The adventure begins

Date:

Author: Daniil Baturin

The Last Isles project has formally began. It almost certainly will not be moving very fast, but there is no pressure either. The main goal is to make it fun for players when it is ready and fun for developers while it still is not.

In reality, the project, then unnamed, began in the summer of 2020. At the time I was thinking about classic western RPGs a lot: what made them so great, and what I might want from their spiritual successors, if they are ever made. Eventually I started getting vague idea for a setting and a plot that I thought were good enough to make an actual game out of them. Until recently, I only showed my drafts to a limited number of close friends, but I think now it’s time to make it real.

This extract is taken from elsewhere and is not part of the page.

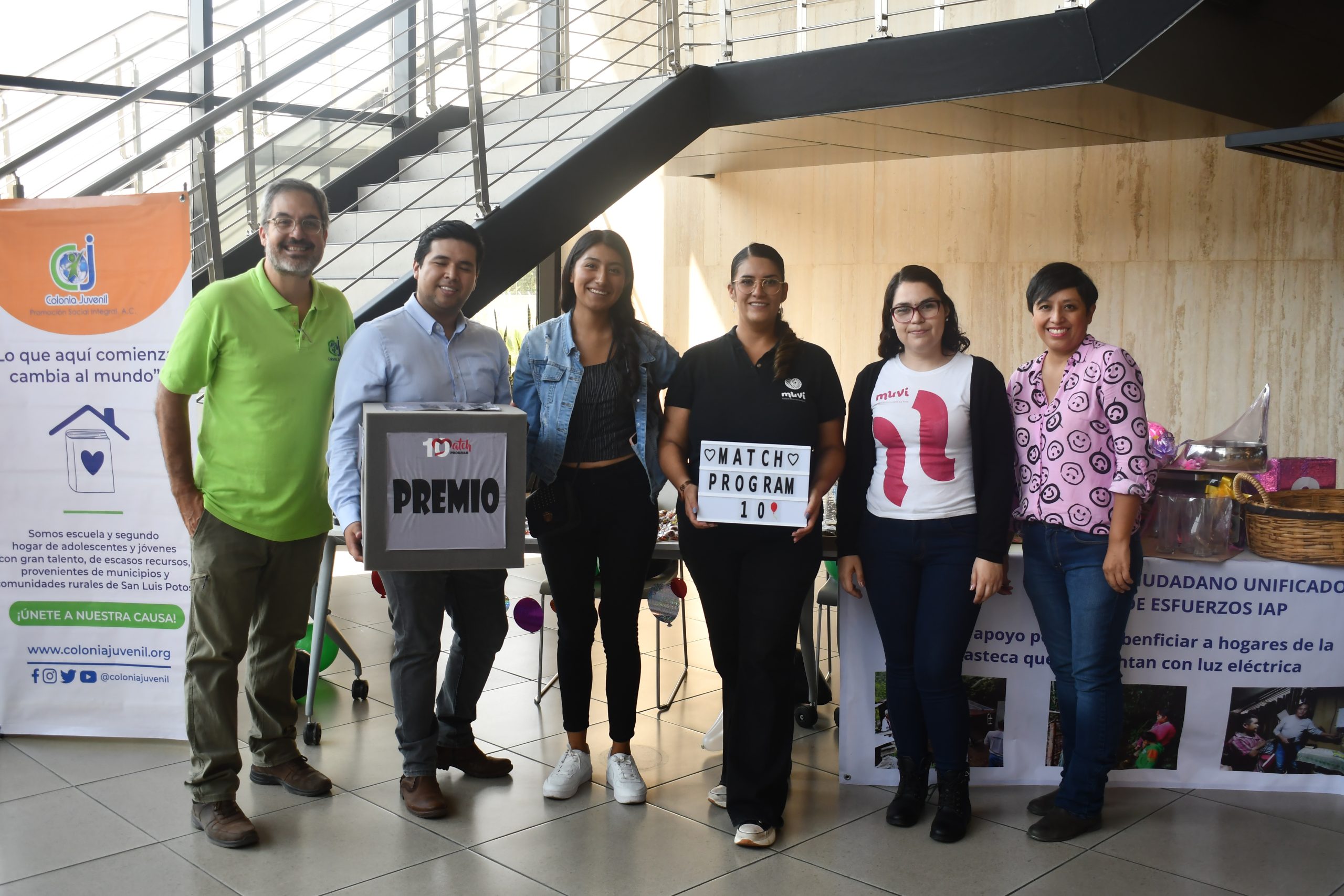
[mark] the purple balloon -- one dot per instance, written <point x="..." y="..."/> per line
<point x="529" y="614"/>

Making a open-world RPG completely from scratch is a completely unrealistic option. For a long time, independent game of that genre were only made as total conversions of existing games, such as Enderal built on the TES V: Skyrim engine, or its predecessors from the same team built on the engines of Oblivion and Morrowind.

There are also incredibly impressive world extension projects, such as Tamriel Rebuilt. Tamriel Rebuilt is very inspiring because it shows that a community-driven project can product cohesive results on a large scale if the underlying world is sufficiently detailed.

However, all those projects have a dependency on a proprietary engine. You cannot play Enderal if you don’t buy TES V: Skyrim first. The position of Tamriel Rebuilt is even more precarious: it can only exist as long as ~~Bethesda~~ ~~Zenimax~~ Microsoft chooses not to send them a takedown notice.

Can we make something that truly belongs to the community of players and modders? Technically, we now can: the OpenMW engine is a free (as in freedom) and open-source implementation of an open-world RPG engine. It still bears many marks of its original goal: support for playing TES III: Morrowind without its original engine — proprietary, outdated, and limited. For that reason it still has a lot of logic specific to Morrowind, but it had many big breakthroughs in the last year with respect to extensibility, and dehardcoding that logic is one of its goals.

If the game itself is under a free-culture license, the game itself and its world will be available to all people to play and build upon. By choosing a copyleft license that requires modificaions to be under the same license, we can protect it from getting appropriated: any derivative work must also belong to the community.

If a game is to be open to contributions from everyone and the copyright remains shared between multiple people, it also means no one, including the de facto project leader, can profit from it by selling it — everyone who gets it is free to redistribute it, and no one can change its license to prevent that.

That means the game will not be on any big platforms like Steam. However, not being on those platforms can also be liberating. There’s no need to comply with censorship imposed by those big players that, for example, classifies a naked butt as 18+ content while mass murders are perfectly appropriated for a “teen” rating.